Typically, restoration companies trade on a multiple of EBITDA. We’ll dive into what EBITDA stands for below; however, think of EBITDA as returns that a company can expect each year. By paying multiple EBITDAs, the buyer is paying a number of years of the company’s future earnings in exchange for a well-oiled machine that can continue to grow. Let’s take the example of a company selling for 4x EBITDA. The buyer would buy the company, and after 4 years, the original investment would pay off, leaving the future years as pure profit.

What is EBITDA?


EBITDA is “Earnings before interest, taxes, depreciation, and amortization”. It’s essentially your net profit with any interest you’ve spent, depreciation you’ve taken, taxes you’ve paid, and amortization added back in. Buyers often add certain “owner perks” like a company vehicle or child care back to the total EBITDA.

What makes a valuable restoration company?


One of the qualifying criteria for a company to sell is $2MM of EBITDA, as there are few institutional investors interested in companies doing less than that in the restoration space. Investors seek scalable and repeatable systems, 3-4 years of consistent growth, and a strong leadership team executing the vision without much owner reliance. Check out this podcast with Jeff Moore, Chief Acquisitions Officer at ATI Restoration, where we dive into what he looks for.

What are the different options I have once I have a valuable restoration company?

If investors are willing to purchase your restoration company in the first place, you’ve built a solid business that others desire. You might want to consider what automating and keeping the company would look like. After all, the company’s profits would go straight to you indefinitely.
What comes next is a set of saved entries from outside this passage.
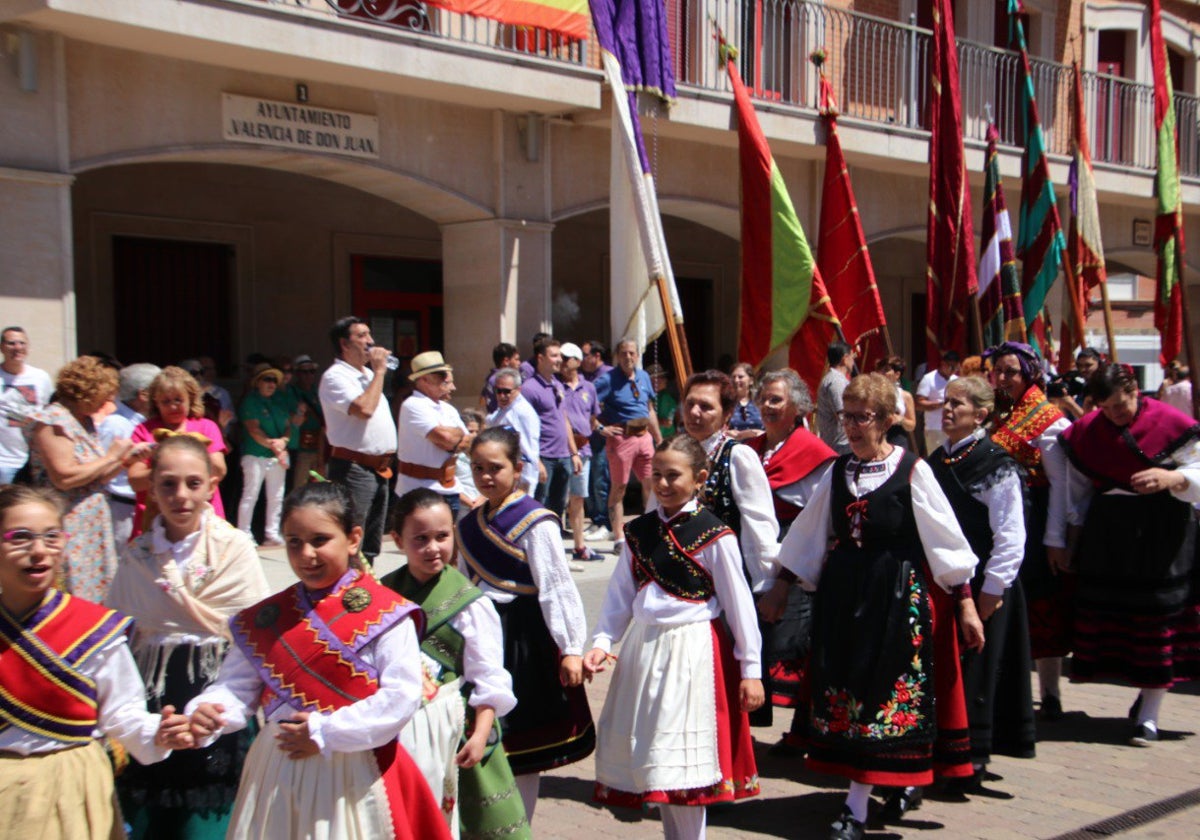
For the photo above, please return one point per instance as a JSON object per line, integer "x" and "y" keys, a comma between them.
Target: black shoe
{"x": 846, "y": 827}
{"x": 785, "y": 749}
{"x": 1143, "y": 736}
{"x": 901, "y": 801}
This is a less popular option within the restoration space. However, it is well suited for entrepreneurs with a big vision who have a strong company they want to take to the next level. Let’s say you’re doing $10MM with $2MM of EBITDA and have mastered one location within a specific market. You have dreams of going bigger and opening multiple locations; however, you don’t want to strap your business for cash. You’ve been working for a very low salary in the past 10 years and have pretty limited cash personally, which makes you more risk averse. Let’s also assume your company is worth $8MM at this point.

You could sell 33% of the company to an investor and take $2.6MM home to ensure you have a personal runway and can send your kids to college. Then, you would have the investor partner by injecting $1MM into the company for growth and expansion efforts. You’d then continue growing the company to $20MM – $30MM, and you and the investor would both have a grand exit.

The only difference between this and option #2 is that you sell a higher % of the company (80%) and, therefore, have less control of the trajectory. The investor would then become the majority owner and push the company forward. You’d still have stakes and execute the vision. However, you wouldn’t have as much risk.

Finally, you could always throw in the towel and sell the company entirely. You may need to commit to staying on during a 12-24-month transition period; however, once that’s over, you’re on to the next venture.


A final word of advice:


Anytime you’re dealing with a potential sale or financing of a company, you always want to come from a position of strength. While the decision is the most challenging, the best time to consider selling your company is when it’s too good to sell to someone else. That is when you’ll have multiple investors offering, and you have maximum leverage as you can always walk away from a deal.

If you have a poorly managed company with less than $2MM EBITDA, you might be unable to sell the company for more than the cash you’ve put into it.